Our hotel room has every modern convenience, But the doors were old, heavy and thick with layers of paint, adorned with knobs that looked to be at least 100 years old. I loved that.
As I was writing this on Friday afternoon, outside our room some protesters stood in front of the beautiful Boston Public Library and implored passers by to free Palestine. Boston was very American in its response: street market fruit vendors closed their booths down for the day, and the city headed home for the weekend, occasionally encouraging or antagonizing the protestors.
We had a glorious Italian dinner Friday evening at Ristorante Fiore on the north end of the city, served to us by an Episcopalian priest, and then we smoked an after dinner cigar at Sigari, the only cigar bar in Boston, where we watched the Yankees beat the Red Sox, 5-1. Saturday found us wishing for more time; our trip was over.
How bizarre and wonderful New England is.
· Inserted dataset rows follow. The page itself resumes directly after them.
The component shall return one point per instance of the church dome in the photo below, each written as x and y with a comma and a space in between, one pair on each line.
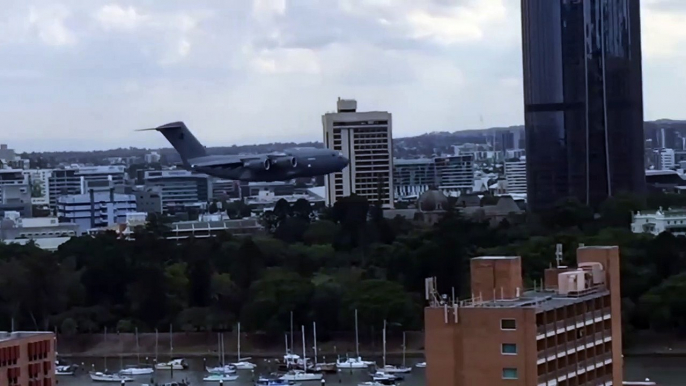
432, 200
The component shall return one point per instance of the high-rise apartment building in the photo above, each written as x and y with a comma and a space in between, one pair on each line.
565, 332
72, 180
412, 177
583, 98
515, 176
366, 139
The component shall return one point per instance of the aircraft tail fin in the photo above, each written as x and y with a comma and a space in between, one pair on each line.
182, 140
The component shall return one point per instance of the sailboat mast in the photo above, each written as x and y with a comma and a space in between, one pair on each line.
239, 341
156, 343
292, 345
304, 351
314, 334
357, 338
105, 346
384, 343
223, 362
138, 351
219, 349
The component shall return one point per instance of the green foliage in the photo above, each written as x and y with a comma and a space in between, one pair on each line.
322, 270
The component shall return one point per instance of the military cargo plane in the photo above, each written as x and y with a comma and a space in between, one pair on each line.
278, 166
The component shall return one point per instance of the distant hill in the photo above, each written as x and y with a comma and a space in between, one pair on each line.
421, 145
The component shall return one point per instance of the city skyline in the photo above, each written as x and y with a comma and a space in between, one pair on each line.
91, 72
It’s a time warp, yesterday and today dancing together so closely. New Audis drive carefully down centuries-old cobblestone streets, joggers in state-of-the-art active-wear run through Boston Common so close to the graves of so many of the founders of our country. There is now a Ruth’s Chris Steakhouse in the Old City Hall Building. Cable vans sit in front of homes that are two hundred years old, their drivers trying, quite literally, to meld modern convenience to our history. A modern monument to today’s fallen warriors stands quietly on the grounds of the Old North Church.
Rhode Island was quirky, set in her ways, deceptively large despite her small size, and, yes, quaint. Boston was loud, chaotic, historic, rebellious still, and free.
New England is America. The Beautiful.